How to Backtest your First Trading Strategy in Python

Vectorized Simple Moving Average Strategy to beat the S&P 500

Anyone who follows the financial media has likely seen headlines like: The S&P 500 just formed a ‘Golden Cross,’ a bullish chart pattern with a solid track record or the A bearish ‘death cross’ has appeared in the Dow’s chart. These headlines refer to a simple moving average (SMA) indicator we can use to trade.

TL;DR

We construct a simple moving average strategy in Python and backtest the results.

Cross of Gold

Simple Moving Average (SMA) strategies are the bread and butter of algorithmic trading. At their most basic level, traders look at a short term moving price average and a longer term average (say, the 50-day and 200-day moving averages) and buy when the short term value is greater than the long term value. They’ll often sell or go short when that trend reverses. Amazingly, something as simple as this is able to garner a profitable return!

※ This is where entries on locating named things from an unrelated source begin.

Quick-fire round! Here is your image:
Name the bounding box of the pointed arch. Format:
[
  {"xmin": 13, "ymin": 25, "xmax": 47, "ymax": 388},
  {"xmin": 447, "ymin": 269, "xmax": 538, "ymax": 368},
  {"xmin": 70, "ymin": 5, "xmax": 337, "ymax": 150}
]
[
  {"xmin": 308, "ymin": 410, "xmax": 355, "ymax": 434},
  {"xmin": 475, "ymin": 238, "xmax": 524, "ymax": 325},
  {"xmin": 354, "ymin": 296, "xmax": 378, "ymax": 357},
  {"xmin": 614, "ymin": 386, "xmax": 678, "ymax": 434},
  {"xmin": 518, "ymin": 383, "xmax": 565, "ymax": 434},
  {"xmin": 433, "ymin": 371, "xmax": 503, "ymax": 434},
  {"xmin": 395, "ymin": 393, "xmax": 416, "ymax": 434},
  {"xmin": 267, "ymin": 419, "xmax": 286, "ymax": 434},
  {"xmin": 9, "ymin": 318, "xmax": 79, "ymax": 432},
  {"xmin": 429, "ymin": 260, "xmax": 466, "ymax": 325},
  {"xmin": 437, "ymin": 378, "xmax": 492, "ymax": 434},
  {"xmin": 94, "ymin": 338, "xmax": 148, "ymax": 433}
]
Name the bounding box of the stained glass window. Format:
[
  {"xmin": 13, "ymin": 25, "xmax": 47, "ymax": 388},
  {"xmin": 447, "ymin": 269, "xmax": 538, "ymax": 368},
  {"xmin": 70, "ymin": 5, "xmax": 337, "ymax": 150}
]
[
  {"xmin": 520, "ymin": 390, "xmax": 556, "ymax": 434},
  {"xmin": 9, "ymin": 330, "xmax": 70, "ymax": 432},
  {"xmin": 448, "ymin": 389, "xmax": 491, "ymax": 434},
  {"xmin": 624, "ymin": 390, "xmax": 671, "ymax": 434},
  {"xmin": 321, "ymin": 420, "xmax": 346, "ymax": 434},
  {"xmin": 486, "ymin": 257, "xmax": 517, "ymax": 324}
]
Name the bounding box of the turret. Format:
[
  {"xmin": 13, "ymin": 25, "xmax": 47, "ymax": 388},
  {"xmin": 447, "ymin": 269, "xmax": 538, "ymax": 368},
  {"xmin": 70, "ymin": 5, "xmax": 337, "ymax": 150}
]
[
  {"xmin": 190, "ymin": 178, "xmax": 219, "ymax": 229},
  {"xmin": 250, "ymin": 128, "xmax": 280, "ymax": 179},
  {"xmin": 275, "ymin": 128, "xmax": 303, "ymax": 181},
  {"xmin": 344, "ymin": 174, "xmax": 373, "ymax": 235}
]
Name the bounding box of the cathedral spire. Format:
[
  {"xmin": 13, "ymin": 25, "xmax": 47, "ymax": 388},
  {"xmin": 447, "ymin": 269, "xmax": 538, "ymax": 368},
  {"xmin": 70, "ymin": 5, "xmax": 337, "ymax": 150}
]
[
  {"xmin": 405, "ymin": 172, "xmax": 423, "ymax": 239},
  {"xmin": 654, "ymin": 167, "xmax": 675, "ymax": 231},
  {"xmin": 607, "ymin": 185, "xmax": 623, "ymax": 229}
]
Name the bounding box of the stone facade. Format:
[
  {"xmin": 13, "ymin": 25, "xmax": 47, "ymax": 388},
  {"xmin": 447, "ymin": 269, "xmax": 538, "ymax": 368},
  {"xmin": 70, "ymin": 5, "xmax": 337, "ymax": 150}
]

In its most basic application, a trader will select a single contract or security to track over time. They then calculate their averages over a given number of time periods — these can be days, weeks, months, minutes, seconds, whatever interval suits your trading speed and style — and make the comparison. We’re going to implement this on daily price charts and show how to use it to build a basic trading strategy in Python.

Let’s start by importing a few packages.

import numpy as np
import pandas as pd
import matplotlib.pyplot as plt
import yfinance as yf

Above, we have some Python basics like numpy, pandas, and matplotlib. Additionally, we import yfinance, which is a package that gives us access to Yahoo! Finance data. The Yahoo! Finance API has changed a lot over the years, so a number of different packages have been deprecated and new ones have emerged to be able to offer consistent access to this free data source. We'll use this to pull our data and set up our strategy.

To do so, select a ticker symbol and pass it to the Ticker method. I'm going to start at the beginning of the alphabet with 'A', which is Agilent Technologies, a healthcare company that has a long history for backtesting

ticker = "A"
yfObj = yf.Ticker(ticker)
data = yfObj.history(start="2000-01-01", end="2020-12-31")
name = yfObj.info['shortName']
plt.figure(figsize=(10, 5))
plt.plot(data['Close'])
plt.title(f'Price Chart for {name}')
plt.grid()
plt.show()

Looking at this price chart, we can see that Agilent had a huge run up in price during the Dot Com Bubble, then crashed hard and only reached its 2000–2001 peak 20 years later. A longterm, buy-and-hold investor who got in before the peak in early 2000 still would have waited over 15 years to recoup their investment (Agilent paid a regular, quarterly dividend starting in 2012, which would have changed this by a few quarters).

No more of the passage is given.